Waktu itu ketika dia berjuang mendapatkan status juara setelah masalah Janibek mencuat, banyak orang hanya berani mengeluh di belakang, sekarang saat nama Sheeraz ikut terseret media ramai, platform tinju ikut bersuara dan semua orang seakan baru menemukan masalah yang sama.
Bentley pun mempertanyakan hal itu secara terbuka karena perjalanan nya untuk mengangkat sabuk tidak berlangsung dengan cara yang tiba tiba dapat pengumuman langsung bertarung.
Setelah lama menunggu kesempatan dia harus melewati jalur gelar interim sebelum kemudian memperoleh status juara, pada April 2026 Bentley mengalahkan Endry Saavedra untuk merebut sabuk interim WBO kelas menengah.
Ada bagian dari perjalanan yang membuat nya kecewa, kala itu semesti nya mendapatkan perhatian lebih besar dari publik dan media tinju, Bentley mengatakan banyak orang sebenar nya mengetahui bahwa ada sesuatu yang tidak beres bahkan mendatangi nya secara pribadi dan mengakui bahwa situasi nya memang mengecewakan.
Tetapi saat Bentley berharap orang orang itu menyuarakan nya dengan terbuka hampir tidak ada yang melakukan nya, inilah yang sampai sekarang masih mengganjal di dalam hati nya.
Ketika diri nya berada dalam posisi terjepit tidak banyak platform besar yang menjadikan persoalan itu sebagai topik utama, sekarang saat Sheeraz menghadapi persoalan terkait Janibek respons nya membludak.
Nama Sheeraz memang memiliki daya tarik besar di pasar tinju Inggris, setiap perkembangan yang menyangkut karir nya otomatis mendapatkan perhatian luas, Bentley tidak menyalahkan karena memperjuangkan kepentingan nya.
Rasa jijik Bentley adalah perbedaan energi yang di tunjukkan publik, menurut nya perhatian tidak seharus nya bergantung pada seberapa besar nama seorang petinju.

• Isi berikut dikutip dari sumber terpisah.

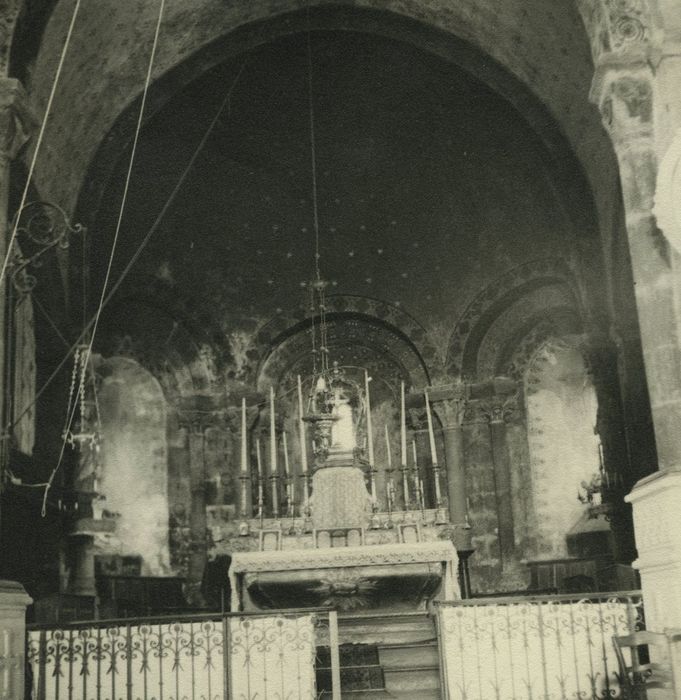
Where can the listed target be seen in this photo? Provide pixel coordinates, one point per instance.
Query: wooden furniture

Ketika ada nama besar bisa menghasilkan perhatian, perdebatan bahkan klik sedangkan petinju yang masih membangun nama harus menghadapi masalah sendirian, itulah standar ganda yang sebenar nya sedang di soroti Bentley.
“Mereka sudah melakukan hal seperti ini sejak dulu, saya bisa menyebutkan daftar petarung yang gagal tes obat tetapi tetap bertanding, gagal tes tetapi masih mempertahankan gelar atau bahkan mendapatkan kesempatan perebutan gelar meski tidak masuk peringkat, apa pun itu memang begitulah dunia yang kita jalani, saya sendiri pernah mengalami nya, jadi sekarang saya sudah tidak peduli, “Ya sudah, persetan, saya tahu seperti apa kalian, jadi untuk apa saya peduli?”
Walau kecewa, Bentley tidak sedang mencari simpati juga tidak ingin orang menganggap komentar nya sebagai usaha untuk mendapatkan gelar dunia tanpa memenangkan nya di atas ring.
Dia sadar bahwa bila terlalu banyak berbicara orang bisa dengan mudah menuduh nya sedang mencari keuntungan dari kontroversi dan hanya berharap pertarungan yang melibatkan nya waktu itu bisa mendapatkan perlakuan yang lebih adil.
Saat ini Bentley belum ada jadwal bertarung setelah kabar terbaru nya menjadi free agent, tapi dia mengatakan tetap berlatih di gym untuk mempersiapkan bila ada kesempatan datang.